In the midst of the difficult political situation in the U.S. and the leadership transition in Canada, advocacy is still necessary.

Cuban partner organizations and recent visitors say conditions in Cuba today are much more difficult than in the early 1990s when the implosion of the Soviet Union led to a sharp deterioration in living standards. The pandemic shuttered the tourism industry, a main source of revenue used to acquire food, medicines and fuel from abroad. Cuba has also suffered a series of hurricanes, droughts and floods, leading to lost crops and food shortages. Energy shortages limit public transit and even the collection of garbage.  

The Canadian government has responded to calls from civil society to increase humanitarian assistance but more is needed.

In 2024, Canada contributed $1.7 million in humanitarian assistance in response to several emergencies including Hurricanes Oscar and Rafael. Funds were shared via multilateral agencies including the World Food Program and UNICEF, along with NGOs including CARE Canada, the Canadian Red Cross and Humanity and Inclusion.  

In his first days in office, the new US president has revoked revoked Biden’s measures to remove Cuba from the U.S. list of sponsors of terrorism.  The difficulties of sending money and engaging in trade will continue.

Sign now!

2.      Use the information provided in the Take Action and its demands to engage candidates in your riding.  While the election period has not started yet, we know it’s coming. 

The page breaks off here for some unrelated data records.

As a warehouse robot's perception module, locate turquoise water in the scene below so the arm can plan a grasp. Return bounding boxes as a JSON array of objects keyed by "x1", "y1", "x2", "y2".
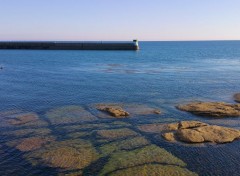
[{"x1": 0, "y1": 41, "x2": 240, "y2": 175}]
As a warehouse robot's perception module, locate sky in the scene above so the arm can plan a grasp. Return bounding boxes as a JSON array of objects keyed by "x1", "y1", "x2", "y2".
[{"x1": 0, "y1": 0, "x2": 240, "y2": 41}]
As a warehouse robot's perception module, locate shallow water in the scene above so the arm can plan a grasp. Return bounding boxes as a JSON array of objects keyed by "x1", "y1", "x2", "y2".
[{"x1": 0, "y1": 41, "x2": 240, "y2": 175}]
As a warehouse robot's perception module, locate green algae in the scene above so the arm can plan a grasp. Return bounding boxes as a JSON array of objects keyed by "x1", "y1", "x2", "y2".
[
  {"x1": 6, "y1": 136, "x2": 55, "y2": 152},
  {"x1": 25, "y1": 139, "x2": 98, "y2": 170},
  {"x1": 66, "y1": 132, "x2": 93, "y2": 139},
  {"x1": 2, "y1": 128, "x2": 52, "y2": 137},
  {"x1": 57, "y1": 123, "x2": 110, "y2": 132},
  {"x1": 93, "y1": 103, "x2": 161, "y2": 118},
  {"x1": 101, "y1": 145, "x2": 186, "y2": 175},
  {"x1": 46, "y1": 105, "x2": 97, "y2": 125},
  {"x1": 97, "y1": 128, "x2": 138, "y2": 140},
  {"x1": 109, "y1": 164, "x2": 197, "y2": 176},
  {"x1": 0, "y1": 110, "x2": 48, "y2": 127},
  {"x1": 100, "y1": 137, "x2": 150, "y2": 156}
]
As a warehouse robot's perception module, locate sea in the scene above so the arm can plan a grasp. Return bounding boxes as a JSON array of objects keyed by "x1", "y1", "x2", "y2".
[{"x1": 0, "y1": 41, "x2": 240, "y2": 176}]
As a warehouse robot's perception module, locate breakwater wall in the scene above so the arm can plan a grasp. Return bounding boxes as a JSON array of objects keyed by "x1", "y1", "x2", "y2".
[{"x1": 0, "y1": 40, "x2": 139, "y2": 50}]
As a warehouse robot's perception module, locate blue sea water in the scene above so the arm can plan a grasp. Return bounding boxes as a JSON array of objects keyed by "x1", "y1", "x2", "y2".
[{"x1": 0, "y1": 41, "x2": 240, "y2": 175}]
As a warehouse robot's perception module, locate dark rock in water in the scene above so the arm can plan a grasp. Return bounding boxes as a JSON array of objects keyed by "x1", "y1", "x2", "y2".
[
  {"x1": 16, "y1": 137, "x2": 54, "y2": 152},
  {"x1": 98, "y1": 107, "x2": 129, "y2": 117},
  {"x1": 8, "y1": 113, "x2": 38, "y2": 125},
  {"x1": 177, "y1": 102, "x2": 240, "y2": 117},
  {"x1": 233, "y1": 93, "x2": 240, "y2": 103},
  {"x1": 162, "y1": 121, "x2": 240, "y2": 143}
]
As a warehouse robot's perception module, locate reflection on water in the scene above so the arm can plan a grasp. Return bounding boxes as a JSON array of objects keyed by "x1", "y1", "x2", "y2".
[{"x1": 0, "y1": 42, "x2": 240, "y2": 176}]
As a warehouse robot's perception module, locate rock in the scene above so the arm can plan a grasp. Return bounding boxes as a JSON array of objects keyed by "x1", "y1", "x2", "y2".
[
  {"x1": 233, "y1": 93, "x2": 240, "y2": 103},
  {"x1": 97, "y1": 128, "x2": 138, "y2": 140},
  {"x1": 93, "y1": 103, "x2": 161, "y2": 118},
  {"x1": 99, "y1": 107, "x2": 129, "y2": 117},
  {"x1": 8, "y1": 113, "x2": 38, "y2": 125},
  {"x1": 177, "y1": 129, "x2": 204, "y2": 143},
  {"x1": 138, "y1": 123, "x2": 179, "y2": 133},
  {"x1": 162, "y1": 133, "x2": 175, "y2": 141},
  {"x1": 24, "y1": 139, "x2": 98, "y2": 170},
  {"x1": 179, "y1": 121, "x2": 208, "y2": 129},
  {"x1": 99, "y1": 145, "x2": 186, "y2": 175},
  {"x1": 162, "y1": 121, "x2": 240, "y2": 143},
  {"x1": 16, "y1": 137, "x2": 54, "y2": 152},
  {"x1": 177, "y1": 102, "x2": 240, "y2": 117}
]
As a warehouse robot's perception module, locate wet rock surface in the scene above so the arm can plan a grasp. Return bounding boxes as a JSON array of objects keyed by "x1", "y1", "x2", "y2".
[
  {"x1": 98, "y1": 106, "x2": 129, "y2": 118},
  {"x1": 16, "y1": 137, "x2": 54, "y2": 152},
  {"x1": 233, "y1": 93, "x2": 240, "y2": 103},
  {"x1": 97, "y1": 128, "x2": 138, "y2": 140},
  {"x1": 177, "y1": 102, "x2": 240, "y2": 117},
  {"x1": 162, "y1": 121, "x2": 240, "y2": 143},
  {"x1": 109, "y1": 164, "x2": 197, "y2": 176},
  {"x1": 100, "y1": 145, "x2": 189, "y2": 175},
  {"x1": 46, "y1": 105, "x2": 97, "y2": 125},
  {"x1": 25, "y1": 140, "x2": 98, "y2": 169},
  {"x1": 94, "y1": 103, "x2": 161, "y2": 118},
  {"x1": 8, "y1": 113, "x2": 38, "y2": 125}
]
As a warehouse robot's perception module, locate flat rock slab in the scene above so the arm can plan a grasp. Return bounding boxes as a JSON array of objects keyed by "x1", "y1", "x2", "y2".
[
  {"x1": 94, "y1": 103, "x2": 161, "y2": 118},
  {"x1": 162, "y1": 121, "x2": 240, "y2": 143},
  {"x1": 177, "y1": 102, "x2": 240, "y2": 117},
  {"x1": 233, "y1": 93, "x2": 240, "y2": 103}
]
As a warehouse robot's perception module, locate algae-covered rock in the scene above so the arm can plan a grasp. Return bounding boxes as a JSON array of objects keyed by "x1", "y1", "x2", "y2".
[
  {"x1": 46, "y1": 106, "x2": 97, "y2": 125},
  {"x1": 98, "y1": 105, "x2": 129, "y2": 118},
  {"x1": 100, "y1": 136, "x2": 150, "y2": 156},
  {"x1": 162, "y1": 121, "x2": 240, "y2": 143},
  {"x1": 97, "y1": 128, "x2": 138, "y2": 140},
  {"x1": 2, "y1": 128, "x2": 52, "y2": 137},
  {"x1": 25, "y1": 140, "x2": 98, "y2": 169},
  {"x1": 233, "y1": 93, "x2": 240, "y2": 103},
  {"x1": 100, "y1": 145, "x2": 186, "y2": 175},
  {"x1": 0, "y1": 110, "x2": 48, "y2": 127},
  {"x1": 8, "y1": 113, "x2": 38, "y2": 125},
  {"x1": 109, "y1": 164, "x2": 197, "y2": 176},
  {"x1": 94, "y1": 103, "x2": 161, "y2": 118},
  {"x1": 138, "y1": 123, "x2": 179, "y2": 133},
  {"x1": 15, "y1": 137, "x2": 54, "y2": 152},
  {"x1": 177, "y1": 102, "x2": 240, "y2": 117},
  {"x1": 66, "y1": 131, "x2": 92, "y2": 139}
]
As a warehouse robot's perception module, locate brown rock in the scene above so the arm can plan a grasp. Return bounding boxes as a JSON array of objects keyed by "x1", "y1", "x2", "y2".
[
  {"x1": 233, "y1": 93, "x2": 240, "y2": 103},
  {"x1": 196, "y1": 125, "x2": 240, "y2": 143},
  {"x1": 98, "y1": 107, "x2": 129, "y2": 117},
  {"x1": 177, "y1": 129, "x2": 204, "y2": 143},
  {"x1": 16, "y1": 137, "x2": 53, "y2": 152},
  {"x1": 162, "y1": 132, "x2": 175, "y2": 141},
  {"x1": 8, "y1": 113, "x2": 38, "y2": 125},
  {"x1": 177, "y1": 102, "x2": 240, "y2": 117},
  {"x1": 162, "y1": 121, "x2": 240, "y2": 143},
  {"x1": 138, "y1": 123, "x2": 179, "y2": 133},
  {"x1": 179, "y1": 121, "x2": 208, "y2": 129}
]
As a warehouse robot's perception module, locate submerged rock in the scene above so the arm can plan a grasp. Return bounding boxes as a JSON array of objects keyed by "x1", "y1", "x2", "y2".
[
  {"x1": 46, "y1": 106, "x2": 97, "y2": 125},
  {"x1": 98, "y1": 107, "x2": 129, "y2": 118},
  {"x1": 177, "y1": 102, "x2": 240, "y2": 117},
  {"x1": 8, "y1": 113, "x2": 38, "y2": 125},
  {"x1": 233, "y1": 93, "x2": 240, "y2": 103},
  {"x1": 25, "y1": 140, "x2": 98, "y2": 170},
  {"x1": 97, "y1": 128, "x2": 138, "y2": 140},
  {"x1": 100, "y1": 136, "x2": 150, "y2": 156},
  {"x1": 100, "y1": 145, "x2": 186, "y2": 175},
  {"x1": 109, "y1": 164, "x2": 198, "y2": 176},
  {"x1": 16, "y1": 137, "x2": 54, "y2": 152},
  {"x1": 138, "y1": 123, "x2": 179, "y2": 133},
  {"x1": 162, "y1": 121, "x2": 240, "y2": 143},
  {"x1": 94, "y1": 104, "x2": 161, "y2": 118}
]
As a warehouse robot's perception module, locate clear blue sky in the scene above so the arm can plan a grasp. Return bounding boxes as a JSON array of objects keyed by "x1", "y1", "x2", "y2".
[{"x1": 0, "y1": 0, "x2": 240, "y2": 40}]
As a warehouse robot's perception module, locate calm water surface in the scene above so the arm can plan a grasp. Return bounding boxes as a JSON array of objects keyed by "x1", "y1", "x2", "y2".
[{"x1": 0, "y1": 41, "x2": 240, "y2": 175}]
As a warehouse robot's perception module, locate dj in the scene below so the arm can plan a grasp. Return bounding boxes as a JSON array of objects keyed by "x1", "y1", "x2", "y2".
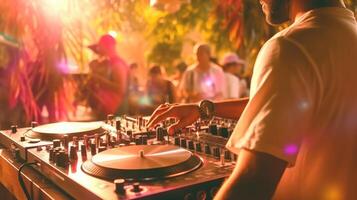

3.     Many Canadians are part of efforts to fill a container, carry a suitcase of medical supplies, are organizing a people-to-people delegations, or making a donation through a church, union, or humanitarian agency.  Please tell your MP and other politician to raise the profile of the economic crisis in Cuba.  Send them pictures, and post them on social media. 

Thank you!

PS: Over the past two years, I have worked with my former colleagues at The United Church of Canada, other churches, several trade unions and international development organizations to draw attention to the impact of U.S. sanctions (“the blockade”) on the Cuban people. We hoped for more positive change from the Biden administration and of course feel disappointment that the new U.S. government has reverted to harsh measures. In these times, Canada must maintain its independent foreign policy and not cave to U.S. pressure.]